L3Harris has been an industry leader in delivering resilient communications datalinks to global defense organization for decades. To design robust waveforms that can stand up to jamming threats, engineers must have a solid understanding of how adversaries attempt to attack U.S. communications systems – and how they might look to in the future. With that in mind, Electronic Warfare is a natural adjacency for one of the world’s preeminent resilient waveform producers, according to Randy Smith, L3Harris project manager of the Next Generation Jammer program. L3Harris began collaborating with government labs and investing internal research and development funding into EW technology in the late 2000s, he said. The company first won several small government contracts in the field as it proved its capability, which led to producing a jamming effects simulator for the U.S. Navy.
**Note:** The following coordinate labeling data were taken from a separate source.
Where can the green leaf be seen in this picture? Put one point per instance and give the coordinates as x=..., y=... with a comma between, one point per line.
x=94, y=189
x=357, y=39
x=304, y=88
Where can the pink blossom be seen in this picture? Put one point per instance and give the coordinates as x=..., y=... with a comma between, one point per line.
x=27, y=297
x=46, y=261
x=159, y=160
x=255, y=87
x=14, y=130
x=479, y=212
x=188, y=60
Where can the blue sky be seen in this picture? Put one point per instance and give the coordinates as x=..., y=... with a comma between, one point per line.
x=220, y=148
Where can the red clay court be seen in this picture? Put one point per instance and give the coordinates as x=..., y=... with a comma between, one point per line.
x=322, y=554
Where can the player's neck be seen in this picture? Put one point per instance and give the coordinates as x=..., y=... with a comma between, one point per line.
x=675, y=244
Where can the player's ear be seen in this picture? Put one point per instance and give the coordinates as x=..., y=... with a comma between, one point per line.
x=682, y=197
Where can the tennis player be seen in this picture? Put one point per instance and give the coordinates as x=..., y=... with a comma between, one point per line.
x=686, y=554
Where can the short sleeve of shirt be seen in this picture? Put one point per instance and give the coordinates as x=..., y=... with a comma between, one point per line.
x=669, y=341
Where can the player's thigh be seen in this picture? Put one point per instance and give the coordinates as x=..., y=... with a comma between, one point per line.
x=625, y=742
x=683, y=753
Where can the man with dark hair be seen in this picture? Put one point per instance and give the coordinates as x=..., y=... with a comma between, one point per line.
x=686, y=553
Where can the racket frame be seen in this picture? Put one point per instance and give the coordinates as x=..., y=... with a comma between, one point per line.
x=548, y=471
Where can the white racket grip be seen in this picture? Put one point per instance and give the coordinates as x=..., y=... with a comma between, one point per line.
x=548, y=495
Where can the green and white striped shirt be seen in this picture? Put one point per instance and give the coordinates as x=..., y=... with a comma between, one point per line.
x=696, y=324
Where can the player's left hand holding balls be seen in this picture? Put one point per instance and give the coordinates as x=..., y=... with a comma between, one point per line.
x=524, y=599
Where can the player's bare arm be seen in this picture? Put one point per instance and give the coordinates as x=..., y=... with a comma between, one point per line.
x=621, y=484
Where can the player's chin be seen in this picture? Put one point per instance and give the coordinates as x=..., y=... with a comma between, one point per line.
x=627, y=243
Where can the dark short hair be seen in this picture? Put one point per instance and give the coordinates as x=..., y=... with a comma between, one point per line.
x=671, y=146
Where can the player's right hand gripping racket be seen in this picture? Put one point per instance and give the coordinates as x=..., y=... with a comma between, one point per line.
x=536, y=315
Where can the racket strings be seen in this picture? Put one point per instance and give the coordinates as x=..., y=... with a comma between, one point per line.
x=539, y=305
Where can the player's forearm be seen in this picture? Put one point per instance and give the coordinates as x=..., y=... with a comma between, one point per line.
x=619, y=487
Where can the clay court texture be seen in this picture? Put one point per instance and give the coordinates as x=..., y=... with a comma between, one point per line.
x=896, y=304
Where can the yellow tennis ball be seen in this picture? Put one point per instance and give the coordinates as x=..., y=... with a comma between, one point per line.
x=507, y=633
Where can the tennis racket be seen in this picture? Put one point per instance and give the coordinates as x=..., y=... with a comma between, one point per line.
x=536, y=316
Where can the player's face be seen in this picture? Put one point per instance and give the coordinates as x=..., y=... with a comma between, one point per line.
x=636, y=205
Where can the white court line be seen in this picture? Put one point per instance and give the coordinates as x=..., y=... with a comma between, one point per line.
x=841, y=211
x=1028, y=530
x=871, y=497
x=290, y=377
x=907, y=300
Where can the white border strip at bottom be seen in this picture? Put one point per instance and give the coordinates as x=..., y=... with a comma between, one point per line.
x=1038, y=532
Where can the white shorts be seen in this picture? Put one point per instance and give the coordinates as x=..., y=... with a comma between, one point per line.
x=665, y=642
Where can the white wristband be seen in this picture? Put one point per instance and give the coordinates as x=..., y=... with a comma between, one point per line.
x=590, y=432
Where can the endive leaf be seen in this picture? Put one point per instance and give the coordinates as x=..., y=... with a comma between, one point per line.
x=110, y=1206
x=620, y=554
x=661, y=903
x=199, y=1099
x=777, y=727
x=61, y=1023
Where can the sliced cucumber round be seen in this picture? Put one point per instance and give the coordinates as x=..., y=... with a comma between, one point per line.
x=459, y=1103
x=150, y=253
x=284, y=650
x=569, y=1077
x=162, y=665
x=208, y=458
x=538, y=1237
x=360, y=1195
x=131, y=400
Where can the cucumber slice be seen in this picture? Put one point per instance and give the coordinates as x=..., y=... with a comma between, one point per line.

With its prowess in designing resilient communication solutions and investments made in translating those skills and honing them for EW capabilities, L3Harris is well-positioned to provide the U.S. military AEA technology that can meet the threat today and become stronger over time to continue to outmatch adversarial systems for the foreseeable future.
L3Harris’ design approaches facilitate the power required to overwhelm targets at distances that U.S. assets cannot be touched. Expertise in advanced waveforms gives the company the ability to design tailored, flexible solutions to counter distinct threats. Most importantly, L3Harris understands the evolving threat environment and drove enhancements for more targets to be engaged by a single asset than ever before. L3Harris Technologies submitted a proposal this month for the U.S. Navy’s Next Generation Jammer – Low Band (NGJ-LB) competition. L3Harris won the original contract in December 2020 with an “Outstanding” technically evaluated solution that led to a protest by a competitor. The program includes prototype development and deliveries of tactical jamming pods designed to modernize the EA-18G Growler’s Electronic Warfare (EW) capability.
NGJ-LB will be a high-powered and advanced AEA system. L3Harris’ jamming pod enables extended stand-off jamming, covers a broad spectrum of frequencies to service U.S. Department of Defense-wide EW demands, and will be more sustainable than the current system. The system will operate seamlessly with joint and allied forces and can incorporate new technologies to counter emerging threats. The Navy expects contracted work to be completed within five years. NGJ-LB will address shortfalls in capability, availability and sustainment of the Navy’s existing AN/ALQ-99 Tactical Jamming System. L3Harris is leveraging decades of industry-leading experience in providing resilient communication datalinks and significant internal research and development investments in EW to deliver a system to meet future needs today.